Mots parleurs est un dispositif de développement de la lecture à destination des personnes hospitalisées, mis en place par le Centre national du livre (CNL). Au fil de 8 séances, les participant·es sont invité·es à choisir un livre, à en sélectionner des passages qui leur plaisent, puis à en lire et commenter des extraits en vue de produire un podcast, d’une durée de 30 minutes. Tout au long du projet, les bénéficiaires sont accompagné·es par des professionnel·les du livre et du spectacle.

Aux origines du projet

L’idée de Mots parleurs émerge à partir des projets présentés à la commission du CNL « Développement de la lecture auprès de publics spécifiques ». Inspirée par l’émission radiophonique hebdomadaire « Ça peut pas faire de mal », dans laquelle le comédien Guillaume Gallienne lit et commente une œuvre, l’équipe du CNL imagine un projet de lecture à voix haute, puis de podcast littéraire.

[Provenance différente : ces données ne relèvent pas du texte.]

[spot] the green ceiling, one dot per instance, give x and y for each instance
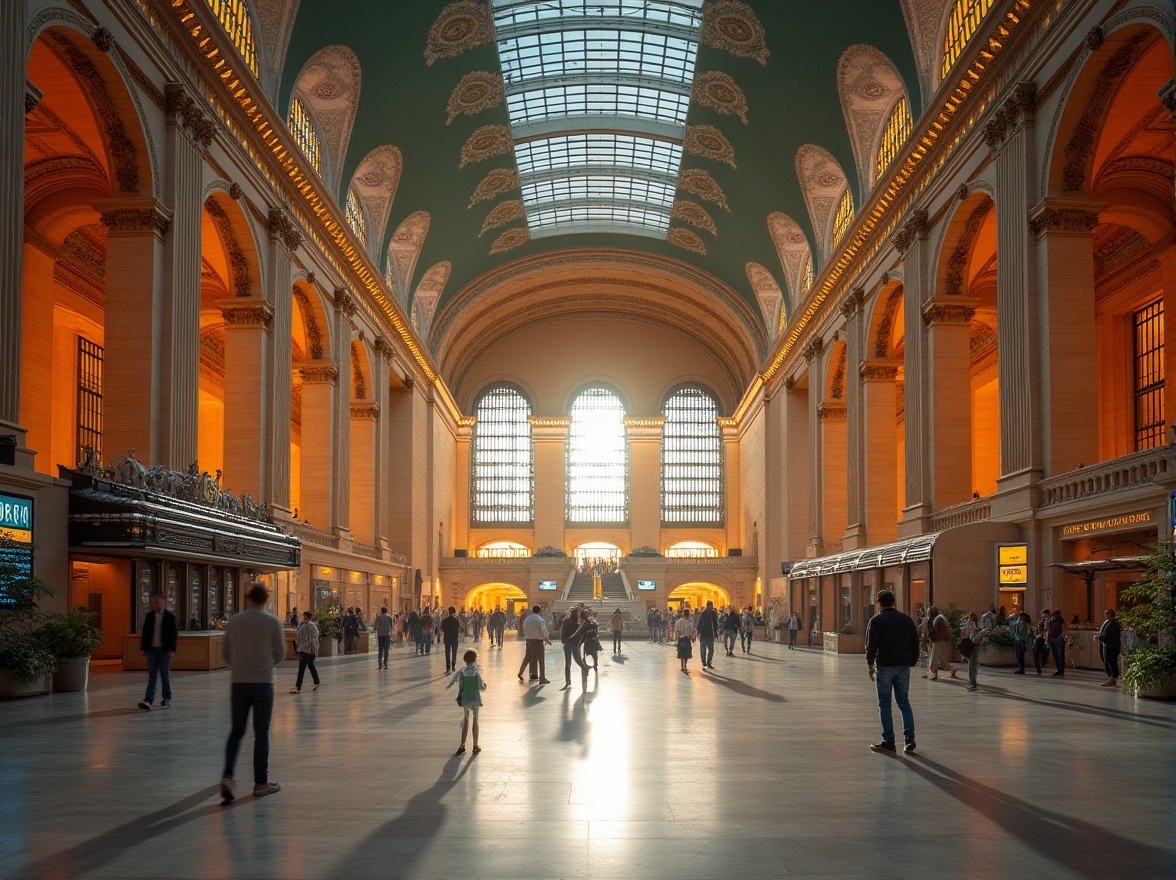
(792, 101)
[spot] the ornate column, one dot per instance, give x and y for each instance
(948, 397)
(855, 440)
(1063, 230)
(645, 480)
(137, 327)
(1010, 140)
(913, 245)
(549, 437)
(13, 107)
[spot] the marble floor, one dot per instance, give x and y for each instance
(757, 770)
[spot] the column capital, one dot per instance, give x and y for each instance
(1064, 215)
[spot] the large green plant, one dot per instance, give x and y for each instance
(1150, 613)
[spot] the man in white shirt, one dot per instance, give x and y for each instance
(534, 631)
(254, 644)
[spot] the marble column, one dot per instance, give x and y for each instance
(550, 438)
(645, 480)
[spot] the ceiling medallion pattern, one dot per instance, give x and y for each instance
(735, 28)
(503, 213)
(709, 142)
(476, 92)
(461, 26)
(694, 214)
(687, 240)
(717, 91)
(509, 240)
(486, 142)
(495, 184)
(700, 182)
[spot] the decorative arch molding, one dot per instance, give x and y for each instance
(822, 182)
(375, 181)
(869, 86)
(328, 85)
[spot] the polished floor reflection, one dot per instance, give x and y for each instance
(759, 770)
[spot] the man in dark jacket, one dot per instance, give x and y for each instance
(891, 646)
(158, 645)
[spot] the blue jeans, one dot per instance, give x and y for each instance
(260, 697)
(896, 679)
(158, 664)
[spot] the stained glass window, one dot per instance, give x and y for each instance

Au départ, le dispositif s’adresse spécifiquement aux mineur·es hospitalisé·es, dans l’objectif de contribuer à l’amélioration de la santé mentale des jeunes, devenue sujet de préoccupation sociétal depuis la crise de la COVID-19. Peu à peu, il s’ouvrira à des personnes majeures, puisque les établissements de l’AP-HP prennent aussi en charge des adultes.

Le dispositif est créé en 2022, en partenariat avec l’Assistance Publique – Hôpitaux de Paris (AP-HP), qui regroupe trente-huit hôpitaux en Île-de-France et en région. Le projet commence avec six hôpitaux de l’AP-HP, puis prend de l’ampleur. Il touche désormais 18 hôpitaux dans cinq régions différentes. En 2025, 470 patient·es et 168 membres du personnel participent aux ateliers.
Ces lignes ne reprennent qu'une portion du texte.